Argued October 24, 1952. Decided November 10, 1952.
In a proceeding under R. S. § 4915, 35 U.S.C. § 63, brought by an applicant for a patent to review an adverse decision of a board of interference examiners, when a district court has found against petitioner on the issue of priority of invention it need not go further and consider the validity of a rival applicant's claim to a patent on the same device. Pp. 13-16.
195 F.2d 387, affirmed.
J. Preston Swecker argued the cause and filed a brief for petitioner.
Hugh M. Morris argued the cause for respondent. With him on the brief were Wilmer Mechlin and George R. Ericson.
Claiming he was the original and sole inventor of a mechanical device, the respondent Kepner asked the United States Patent Office for a patent. Later the petitioner Sanford filed a similar application making the same claim. As authorized by R. S. § 4904, 35 U.S.C. § 52, the Commissioner of Patents directed a board of interference examiners to hold hearings and determine the dispute over priority of invention — which of the two first used the device. The Board decided for respondent Kepner. Sanford's application for patent was accordingly refused. As authorized by R. S. § 4915, 35 U.S.C. § 63, Sanford brought this bill in equity praying that he be adjudged inventor of the device and entitled to a patent.
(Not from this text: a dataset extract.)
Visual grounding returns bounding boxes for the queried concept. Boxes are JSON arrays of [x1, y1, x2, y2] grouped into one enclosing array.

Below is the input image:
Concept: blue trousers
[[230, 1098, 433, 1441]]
Sanford also prayed that Kepner's claims be adjudged unpatentable, charging that many previous patents had been granted on Kepner's device, some of which had expired. Agreeing with the Board of Interference Examiners, the District Court found against Sanford on the issue of prior use. Since this was enough to justify refusal to issue Sanford a patent, the District Court declined to go further and consider Kepner's claim to a patent. Accordingly Sanford's bill was dismissed. 99 F. Supp. 221. Agreeing with the District Court, the Court of Appeals affirmed. 195 F.2d 387. The circuits have different views concerning the duty of district courts to consider and adjudicate questions of invention and patentability when parties urge them in R. S. § 4915 proceedings. To settle these differences we granted certiorari. 343 U.S. 976.
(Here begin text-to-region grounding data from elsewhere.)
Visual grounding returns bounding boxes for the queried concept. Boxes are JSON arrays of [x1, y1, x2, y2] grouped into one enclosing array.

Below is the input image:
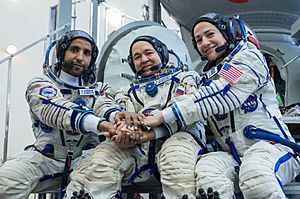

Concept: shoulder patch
[[218, 63, 244, 84], [37, 86, 58, 100]]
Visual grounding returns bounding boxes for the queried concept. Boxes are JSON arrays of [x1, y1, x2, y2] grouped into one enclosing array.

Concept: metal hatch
[[96, 20, 191, 90]]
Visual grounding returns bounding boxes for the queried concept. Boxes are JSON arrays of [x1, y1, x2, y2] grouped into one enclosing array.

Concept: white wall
[[0, 0, 58, 160], [0, 0, 179, 160]]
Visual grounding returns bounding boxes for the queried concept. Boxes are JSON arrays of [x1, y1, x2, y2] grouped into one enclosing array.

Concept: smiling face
[[62, 38, 92, 77], [193, 21, 227, 62], [131, 41, 162, 77]]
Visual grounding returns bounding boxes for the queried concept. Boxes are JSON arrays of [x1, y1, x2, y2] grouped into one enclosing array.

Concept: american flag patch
[[218, 63, 243, 84]]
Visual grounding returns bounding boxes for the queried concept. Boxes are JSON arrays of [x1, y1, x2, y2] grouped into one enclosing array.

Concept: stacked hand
[[139, 111, 164, 127], [98, 111, 156, 149], [97, 111, 163, 148]]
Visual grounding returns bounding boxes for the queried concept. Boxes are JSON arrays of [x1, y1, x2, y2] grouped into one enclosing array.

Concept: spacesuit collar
[[134, 67, 181, 84], [59, 70, 80, 87]]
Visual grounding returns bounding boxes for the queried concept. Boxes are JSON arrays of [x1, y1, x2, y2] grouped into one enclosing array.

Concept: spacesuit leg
[[157, 132, 201, 199], [66, 140, 148, 199], [0, 150, 63, 199], [239, 140, 300, 199], [195, 151, 238, 199]]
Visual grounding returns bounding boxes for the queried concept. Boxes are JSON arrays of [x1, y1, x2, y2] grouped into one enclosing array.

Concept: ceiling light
[[5, 44, 18, 55]]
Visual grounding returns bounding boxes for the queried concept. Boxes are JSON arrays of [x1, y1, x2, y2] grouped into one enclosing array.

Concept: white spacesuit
[[0, 30, 114, 198], [158, 13, 300, 198], [66, 35, 207, 199]]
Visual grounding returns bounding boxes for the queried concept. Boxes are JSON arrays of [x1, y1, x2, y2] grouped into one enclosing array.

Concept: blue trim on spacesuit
[[193, 92, 206, 120], [226, 41, 245, 61], [42, 99, 70, 109], [128, 85, 140, 93], [273, 116, 289, 140], [258, 94, 290, 140], [204, 86, 220, 115], [248, 50, 270, 82], [212, 82, 232, 112], [172, 103, 186, 127], [70, 106, 93, 133], [232, 61, 262, 85], [274, 152, 293, 195], [210, 82, 226, 114], [226, 137, 242, 165], [103, 107, 123, 121], [228, 89, 241, 107], [194, 83, 240, 112]]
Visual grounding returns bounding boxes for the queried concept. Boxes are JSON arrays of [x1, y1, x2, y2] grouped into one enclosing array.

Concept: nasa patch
[[38, 86, 58, 100]]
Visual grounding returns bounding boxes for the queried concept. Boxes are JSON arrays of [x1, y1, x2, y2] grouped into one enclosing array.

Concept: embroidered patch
[[175, 87, 184, 95], [241, 94, 258, 113], [141, 107, 158, 117], [218, 63, 243, 84], [175, 83, 186, 95], [38, 86, 58, 100]]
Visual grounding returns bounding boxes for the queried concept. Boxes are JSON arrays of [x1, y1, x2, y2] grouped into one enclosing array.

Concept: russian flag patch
[[175, 83, 186, 95]]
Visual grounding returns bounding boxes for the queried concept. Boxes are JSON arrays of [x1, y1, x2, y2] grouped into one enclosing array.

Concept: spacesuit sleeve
[[94, 84, 123, 122], [94, 86, 135, 123], [163, 71, 206, 136], [169, 43, 270, 127], [25, 77, 95, 134]]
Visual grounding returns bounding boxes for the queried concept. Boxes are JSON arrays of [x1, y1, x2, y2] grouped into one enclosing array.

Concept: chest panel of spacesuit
[[130, 80, 175, 113]]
In accord with the Court of Appeals, Heston v. Kuhlke, 179 F.2d 222; Smith v. Carter Carburetor Corp., 130 F.2d 555; Cleveland Trust Co. v. Berry, 99 F.2d 517. Contra: Minneapolis Honeywell Regulator Co. v. Milwaukee Gas Specialty Co., 174 F.2d 203; Knutson v. Gallsworthy, 82 U.S.App.D.C. 304, 164 F.2d 497.
So far as relevant to the precise question here, R. S. § 4915, as now contained in 35 U.S.C. § 63, reads:
". . . whenever any applicant is dissatisfied with the decision of the board of interference examiners, the applicant . . . may have remedy by bill in equity . . . and the court . . . may adjudge that such applicant is entitled, according to law, to receive a patent for his invention . . . . And such adjudication, if it be in favor of the right of the applicant, shall authorize the commissioner to issue such patent on the applicant filing in the Patent Office a copy of the adjudication and otherwise complying with the requirements of law."
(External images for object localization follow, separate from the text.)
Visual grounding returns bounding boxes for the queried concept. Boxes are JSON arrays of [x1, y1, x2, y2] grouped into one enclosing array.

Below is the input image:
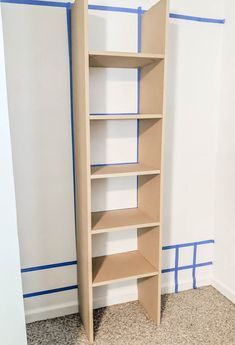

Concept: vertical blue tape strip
[[192, 244, 197, 289], [175, 247, 179, 293], [66, 8, 77, 222], [137, 7, 142, 53]]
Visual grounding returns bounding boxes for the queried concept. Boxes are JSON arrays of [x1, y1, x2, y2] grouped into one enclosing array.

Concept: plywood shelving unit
[[71, 0, 168, 342]]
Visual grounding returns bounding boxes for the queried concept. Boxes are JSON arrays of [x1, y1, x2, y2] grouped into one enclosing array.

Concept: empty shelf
[[91, 163, 160, 179], [90, 114, 163, 120], [92, 250, 158, 287], [89, 51, 164, 68], [91, 208, 160, 234]]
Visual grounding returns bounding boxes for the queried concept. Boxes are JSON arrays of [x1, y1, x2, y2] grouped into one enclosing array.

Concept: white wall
[[213, 0, 235, 303], [2, 0, 226, 323], [0, 7, 27, 345]]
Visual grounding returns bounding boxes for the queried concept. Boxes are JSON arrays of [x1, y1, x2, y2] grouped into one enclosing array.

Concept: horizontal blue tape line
[[21, 241, 214, 273], [162, 261, 213, 273], [23, 261, 213, 298], [88, 4, 143, 14], [88, 5, 225, 25], [1, 1, 226, 25], [169, 13, 225, 24], [21, 260, 77, 273], [1, 0, 72, 8], [163, 239, 214, 250], [23, 285, 78, 298]]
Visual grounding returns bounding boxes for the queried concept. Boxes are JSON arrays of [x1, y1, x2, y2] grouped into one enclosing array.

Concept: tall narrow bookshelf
[[71, 0, 168, 342]]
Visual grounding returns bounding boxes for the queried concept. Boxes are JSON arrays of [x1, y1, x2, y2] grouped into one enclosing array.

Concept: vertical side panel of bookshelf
[[71, 0, 93, 343], [138, 0, 169, 326], [138, 119, 162, 168], [138, 275, 160, 324], [141, 0, 168, 55], [137, 227, 161, 323]]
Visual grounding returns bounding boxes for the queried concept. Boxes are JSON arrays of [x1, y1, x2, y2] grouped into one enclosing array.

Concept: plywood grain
[[92, 250, 158, 287]]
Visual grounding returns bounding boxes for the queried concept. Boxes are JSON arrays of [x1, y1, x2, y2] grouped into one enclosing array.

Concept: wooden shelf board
[[90, 114, 163, 120], [91, 208, 160, 234], [91, 163, 160, 179], [89, 51, 164, 68], [92, 250, 158, 287]]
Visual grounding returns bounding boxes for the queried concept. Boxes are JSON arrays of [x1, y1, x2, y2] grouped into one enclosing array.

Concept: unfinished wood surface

The obvious purpose of the quoted part of R. S. § 4915 is to give a judicial remedy to an applicant who has been finally denied a patent because of a Patent Office decision against him and in favor of his adversary on the question of priority. When the trial court decides this factual issue of priority against him and thus affirms the refusal of the patent by the Patent Office, he has obtained the full remedy the statute gives him. Only if he wins on priority may he proceed. In that event, the statute says, the court may proceed to "adjudge that such applicant is entitled, according to law, to receive a patent for his invention . . . ." So adjudging, it may authorize issuance of the patent. But judicial authorization of issuance implies judicial sanction of patentability and for this reason this Court has said, "It necessarily follows that no adjudication can be made in favor of the applicant, unless the alleged invention for which a patent is sought is a patentable invention." Hill v. Wooster, 132 U.S. 693, 698. The principle of the Hill case is that the court must decide whether claims show patentable inventions before authorizing the Commissioner to issue a patent. No part of its holding or wording nor of that in Hoover Co. v. Coe, 325 U.S. 79, requires us to say R. S. § 4915 compels a district court to adjudicate patentability at the instance of one whose claim is found to be groundless. Sanford's claim was found to be groundless.
It is unlikely that this equity proceeding would develop a full investigation of validity. There would be no attack on the patent comparable to that of an infringement action. Here the very person who claimed an invention now asks to prove that Kepner's similar device was no invention at all because of patents issued long before either party made claim for his discovery. There is no real issue of invention between the parties here and we see no reason to read into the statute a district court's compulsory duty to adjudicate validity.